The two children in question are five year old Sasha from Cambridgeshire , and baby Storm of Toronto, who in the case of the former is being raised ‘gender rich’.
The outcry made about these two children borders between ignorance and intolerance. To raise a child with a preconceived acceptance of what they can and cannot do and can and cannot wear is particularly short-sighted.
We live in a society where, to see someone born male in a dress, makes them a cross-dresser or transvestite and the same in the case of a woman in a waistcoat.
To only travel back a few decades, the sight of a woman in trousers would have been deemed unladylike.
In May last year, a 12-year old boy from the Cambridge area wore a skirt to school in protest of boys not being allowed to wear shorts in summer: this was greeted with approval by the public who thought it only fair and admired his outspokenness.
Yet only a few months later a child wears a skirt by choice, and because people don’t know their gender, there is uproar.
The primary arguments people have made range between forcing a life and habits onto a child, and the psychological damage it may cause to a child.
To combat the first argument, it’s slightly erroneous, since until a child at least reaches their teens, all decisions, from faith to what they eat, to what they do in the day, are decided by their parents anyway. So if gender or lack thereof is forced, so is everything else.
To look at any perceived psychological damage, people need only look at how many gay, lesbian, bisexual and transgender people are bullied or murdered every day to understand the acceptance that comes with raising a child without gender prejudice.
The question shouldn’t be ‘what if neither child turns out to be trans?’ but ‘will they or their parents mind if they are?’
To have an understanding of who you are, and know your family will be accepting of it, is a blessing. If either or both children grow up to realise they are the gender they were born, then no harm is done.
They will take on whichever sex is correct for them, and grow up loving and accepting others for what is on the inside and not what may or may not be between their legs; something that should be a personal and private matter and not a public matter anyway.
The clothes we all wear are the same fabric, the toys children play with come from the same companies. The life skills any parent teaches their child are for the greater good of the child.

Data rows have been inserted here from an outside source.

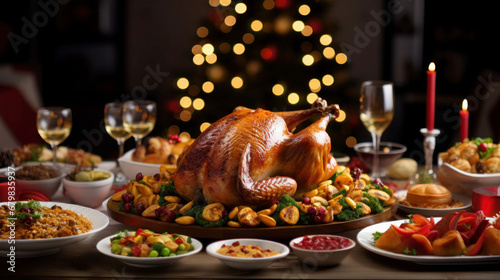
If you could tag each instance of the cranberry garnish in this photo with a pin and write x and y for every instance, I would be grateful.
(140, 208)
(28, 220)
(127, 197)
(482, 147)
(378, 182)
(127, 207)
(157, 177)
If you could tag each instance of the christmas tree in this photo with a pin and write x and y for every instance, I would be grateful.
(273, 54)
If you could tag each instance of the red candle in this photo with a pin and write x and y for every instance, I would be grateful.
(464, 121)
(431, 96)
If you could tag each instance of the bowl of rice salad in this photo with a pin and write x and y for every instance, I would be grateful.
(41, 228)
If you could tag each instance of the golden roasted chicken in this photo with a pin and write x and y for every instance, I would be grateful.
(251, 157)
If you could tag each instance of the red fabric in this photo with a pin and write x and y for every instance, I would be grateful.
(18, 115)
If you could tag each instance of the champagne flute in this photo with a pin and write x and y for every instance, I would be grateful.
(54, 126)
(139, 117)
(376, 113)
(113, 120)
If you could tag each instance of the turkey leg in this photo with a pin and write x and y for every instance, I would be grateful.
(319, 106)
(264, 191)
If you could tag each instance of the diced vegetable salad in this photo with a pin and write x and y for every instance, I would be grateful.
(145, 243)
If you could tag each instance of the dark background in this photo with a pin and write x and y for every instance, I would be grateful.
(93, 52)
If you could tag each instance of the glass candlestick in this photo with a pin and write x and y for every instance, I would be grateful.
(427, 175)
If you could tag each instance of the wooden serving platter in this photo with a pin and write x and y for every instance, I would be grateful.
(278, 232)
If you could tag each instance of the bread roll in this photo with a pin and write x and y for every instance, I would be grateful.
(428, 195)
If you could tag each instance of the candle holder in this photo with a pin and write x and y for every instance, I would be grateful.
(427, 175)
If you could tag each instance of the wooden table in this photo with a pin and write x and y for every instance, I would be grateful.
(83, 261)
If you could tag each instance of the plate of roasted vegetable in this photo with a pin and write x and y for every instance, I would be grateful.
(345, 201)
(42, 228)
(470, 164)
(455, 239)
(145, 248)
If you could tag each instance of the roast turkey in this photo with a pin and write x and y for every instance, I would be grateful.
(252, 157)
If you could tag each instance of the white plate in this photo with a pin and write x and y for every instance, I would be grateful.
(105, 203)
(248, 263)
(428, 212)
(41, 247)
(104, 247)
(130, 168)
(365, 239)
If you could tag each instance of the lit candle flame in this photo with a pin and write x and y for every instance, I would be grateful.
(432, 66)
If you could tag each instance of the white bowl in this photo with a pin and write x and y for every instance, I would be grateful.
(90, 194)
(47, 187)
(130, 168)
(321, 257)
(248, 263)
(104, 247)
(365, 153)
(27, 248)
(464, 182)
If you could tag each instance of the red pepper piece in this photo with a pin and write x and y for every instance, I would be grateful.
(128, 239)
(444, 224)
(475, 248)
(139, 232)
(479, 231)
(432, 235)
(179, 241)
(136, 250)
(454, 222)
(420, 220)
(409, 232)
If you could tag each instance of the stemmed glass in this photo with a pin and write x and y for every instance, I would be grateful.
(139, 117)
(54, 126)
(113, 120)
(376, 113)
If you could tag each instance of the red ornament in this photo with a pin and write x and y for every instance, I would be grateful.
(269, 53)
(214, 17)
(172, 106)
(316, 25)
(283, 4)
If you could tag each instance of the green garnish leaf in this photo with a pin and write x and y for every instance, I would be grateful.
(410, 216)
(376, 235)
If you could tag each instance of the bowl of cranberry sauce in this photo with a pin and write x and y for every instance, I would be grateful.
(322, 250)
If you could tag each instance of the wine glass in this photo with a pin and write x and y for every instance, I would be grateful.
(54, 126)
(139, 117)
(113, 120)
(376, 113)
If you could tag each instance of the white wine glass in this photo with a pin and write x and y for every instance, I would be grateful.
(139, 117)
(376, 113)
(113, 121)
(54, 126)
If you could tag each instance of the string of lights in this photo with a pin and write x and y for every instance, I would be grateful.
(275, 51)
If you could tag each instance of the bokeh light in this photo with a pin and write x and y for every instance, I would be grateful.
(311, 97)
(278, 89)
(293, 98)
(207, 87)
(237, 82)
(341, 58)
(182, 83)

Without a fixed gender, these children can gain acceptance and independence and grow as individuals with self-identity being less of a burden in their lives.
Coming out to your parents can often be a difficult experience, for fear of whether you will be accepted. In the same vein, accepting a child as lesbian, gay or trans can also be difficult for many parents, either for their own acceptance or fear of society’s view.
To raise a child without such pre-existing gender roles takes away these fears and worries for both parent and child.
This way of raising a child does not instil a fear of rejection in a child if they are to come out as part of the LGBTQ community.